Jabor nota, a certa altura, que “quando o Código Hays da terrível censura careta dos anos 30 foi extinto em Hollywood, a sexualidade continuou ausente dos filmes. Só floresceu a brutalidade total, o substitutivo puritano para o sexo“.

É verdade, sobretudo agora.

Mas essa sugestão de que ainda é ao patrulhamento das suas avozinhas para que não durmam com as mãos por baixo dos lençóis, bulindo “nas partes”, que se deve a entrega desses “puritanos” ultrareprimidos à violência é Freud demais pro meu caminhãozinho!

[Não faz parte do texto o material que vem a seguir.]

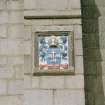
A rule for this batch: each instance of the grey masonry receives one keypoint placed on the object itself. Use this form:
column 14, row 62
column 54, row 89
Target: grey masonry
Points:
column 18, row 85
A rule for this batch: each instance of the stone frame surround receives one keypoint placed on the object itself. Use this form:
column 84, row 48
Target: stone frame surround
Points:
column 73, row 28
column 69, row 29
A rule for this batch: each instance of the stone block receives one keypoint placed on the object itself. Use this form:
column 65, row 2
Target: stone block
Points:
column 38, row 97
column 42, row 22
column 15, row 87
column 19, row 71
column 52, row 4
column 15, row 4
column 35, row 82
column 3, row 87
column 16, row 60
column 28, row 32
column 3, row 60
column 74, row 82
column 66, row 21
column 79, row 68
column 16, row 17
column 10, row 100
column 69, row 97
column 16, row 31
column 3, row 31
column 27, row 82
column 3, row 17
column 15, row 47
column 27, row 47
column 52, row 82
column 3, row 47
column 7, row 72
column 30, row 4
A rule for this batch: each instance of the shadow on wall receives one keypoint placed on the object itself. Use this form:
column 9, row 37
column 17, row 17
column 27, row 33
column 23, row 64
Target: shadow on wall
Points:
column 94, row 90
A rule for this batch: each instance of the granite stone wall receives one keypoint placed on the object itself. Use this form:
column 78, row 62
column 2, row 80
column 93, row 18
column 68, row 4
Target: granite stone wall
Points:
column 93, row 20
column 11, row 52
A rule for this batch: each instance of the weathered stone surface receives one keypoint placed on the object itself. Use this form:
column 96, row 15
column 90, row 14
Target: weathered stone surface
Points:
column 74, row 82
column 15, row 87
column 35, row 82
column 7, row 72
column 3, row 31
column 49, row 82
column 15, row 4
column 10, row 100
column 16, row 17
column 3, row 87
column 38, row 97
column 16, row 31
column 69, row 97
column 52, row 4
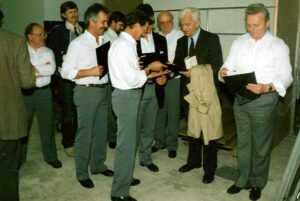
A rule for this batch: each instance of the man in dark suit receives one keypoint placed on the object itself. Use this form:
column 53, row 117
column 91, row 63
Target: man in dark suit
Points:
column 59, row 41
column 206, row 47
column 16, row 73
column 152, row 98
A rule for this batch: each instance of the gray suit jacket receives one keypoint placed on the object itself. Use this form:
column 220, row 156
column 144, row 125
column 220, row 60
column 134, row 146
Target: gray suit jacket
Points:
column 16, row 72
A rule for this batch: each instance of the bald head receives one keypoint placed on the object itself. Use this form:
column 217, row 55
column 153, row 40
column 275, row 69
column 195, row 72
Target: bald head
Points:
column 165, row 22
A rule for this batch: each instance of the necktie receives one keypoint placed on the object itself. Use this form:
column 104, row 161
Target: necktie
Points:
column 76, row 32
column 191, row 51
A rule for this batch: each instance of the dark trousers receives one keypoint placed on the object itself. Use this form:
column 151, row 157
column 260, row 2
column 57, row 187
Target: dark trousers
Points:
column 10, row 155
column 209, row 155
column 69, row 115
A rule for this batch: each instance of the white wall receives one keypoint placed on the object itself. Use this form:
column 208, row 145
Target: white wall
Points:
column 52, row 8
column 224, row 17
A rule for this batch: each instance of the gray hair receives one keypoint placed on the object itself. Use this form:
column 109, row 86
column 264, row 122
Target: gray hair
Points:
column 195, row 13
column 257, row 8
column 164, row 12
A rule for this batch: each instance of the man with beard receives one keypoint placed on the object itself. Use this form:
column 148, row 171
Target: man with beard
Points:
column 116, row 25
column 90, row 96
column 59, row 41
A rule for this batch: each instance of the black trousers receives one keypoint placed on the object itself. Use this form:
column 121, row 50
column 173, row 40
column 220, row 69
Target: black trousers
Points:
column 209, row 155
column 10, row 154
column 69, row 114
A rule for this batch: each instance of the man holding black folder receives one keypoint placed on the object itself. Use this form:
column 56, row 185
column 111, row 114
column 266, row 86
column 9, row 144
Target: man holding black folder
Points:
column 267, row 56
column 90, row 96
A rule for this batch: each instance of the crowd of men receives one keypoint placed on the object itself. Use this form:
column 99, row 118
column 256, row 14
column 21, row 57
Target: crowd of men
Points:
column 135, row 107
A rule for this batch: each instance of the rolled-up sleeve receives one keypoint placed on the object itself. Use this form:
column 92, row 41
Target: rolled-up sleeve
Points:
column 69, row 65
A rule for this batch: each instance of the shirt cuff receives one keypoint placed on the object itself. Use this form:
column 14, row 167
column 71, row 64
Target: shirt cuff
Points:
column 279, row 88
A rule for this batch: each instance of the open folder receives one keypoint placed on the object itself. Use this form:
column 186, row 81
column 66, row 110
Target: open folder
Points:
column 102, row 57
column 237, row 85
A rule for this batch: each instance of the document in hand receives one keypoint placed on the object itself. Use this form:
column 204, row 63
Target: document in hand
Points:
column 102, row 53
column 237, row 85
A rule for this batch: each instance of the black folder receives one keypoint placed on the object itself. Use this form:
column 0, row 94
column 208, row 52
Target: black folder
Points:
column 102, row 57
column 237, row 85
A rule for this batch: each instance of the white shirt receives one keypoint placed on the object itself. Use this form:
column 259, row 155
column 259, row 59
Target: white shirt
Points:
column 82, row 55
column 268, row 58
column 147, row 46
column 39, row 60
column 110, row 35
column 172, row 38
column 123, row 64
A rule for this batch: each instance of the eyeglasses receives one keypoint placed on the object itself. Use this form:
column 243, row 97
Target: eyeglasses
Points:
column 40, row 35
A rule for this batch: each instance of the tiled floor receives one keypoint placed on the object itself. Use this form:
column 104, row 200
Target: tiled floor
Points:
column 41, row 182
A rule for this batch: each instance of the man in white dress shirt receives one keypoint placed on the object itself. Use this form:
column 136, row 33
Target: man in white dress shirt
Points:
column 39, row 99
column 171, row 110
column 127, row 79
column 267, row 56
column 116, row 25
column 90, row 96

Eu não acredito nem por um minuto que religião, nos dias que correm, pese tanto assim nem praqueles caras dos grotões do Islã para os quais qualquer violação redunda em pesado castigo físico e até na morte.  Até eles já sabem que isso é só mais uma das ferramentas covardes do jogo do poder e que não existe mão de deus nenhuma nessa brutalidade toda.

Que dirá os americanos do ano da graça de 2012!

Por que, então, derrubada a “censura careta dos anos 30“, só a “brutalidade total” floresceu nos filmes de Hollywood?

Porque o ato de infligir a morte ao outro e suas multiplicações – a brutalidade total, o assassinato, o genocídio – são o último limite do proibido, a derradeira transgreção da qual não se pode sair impune, o último território ao qual homens e mulheres, velhos e crianças, não podem ir e voltar livremente a qualquer hora do dia ou da noite, até do computador do escritório enquanto trabalham ou fazem a lição de casa.

Já não digo matar simplesmente, mas matar a esmo ainda é o unico modo infalível de se impor à atenção alheia (e já quase nem isso).

O sexo até à última das suas perversões, nesta era da internet, é a essência do déjavu, do óbvio, do já sabido. Nem Pedro Bial no seu dia mais inspirado consegue produzir o mais leve rubor na face de uma criança que seja explorando o filão desse “tabu”.

Suspeito, portanto, que é a arte quem imita a vida nesse caso, como sempre realimentada até o empanturramento pela força do dinheiro.

Quem sou eu pra ensinar padre nosso a vigário!

Mas a mágica do cinema, o fascínio que ele exerce sempre esteve na possibilidade que ele enseja de tornar possivel o impossível, de materializar o apenas sonhável, de colocar o espectador onde ele nunca poderia estar, de passar o ponto de não retorno e retornar.

“Cinema verdade” nunca deu ibope porque de realidade já temos, todos nós, muito mais do que somos capazes de engolir. O que falta cada vez mais é o que se não sabe; é o que se não pode saber. O que falta cada vez mais é espaço para o sonho, é espaço para o mistério.

E essa é a fresta pela qual sempre se esgueirou a esperança. Já foi “na outra vida”, já foi no “Novo Mundo”, já foi “além da última fronteira” que dormiu a utopia à espera de que os audazes, os santos, os sonhadores e até os machucados viessem abraça-la.

Hoje onde é que ela se esconde?

Já a dor, dói como sempre doeu…

Resta sempre a alternativa de se provar sublime para quem não suporta ter a sua ignorada. Mas isso não é para quem quer. Daí haver sempre mais tarantinos que chaplins e woody allens, tanto no cinema quanto na vida real.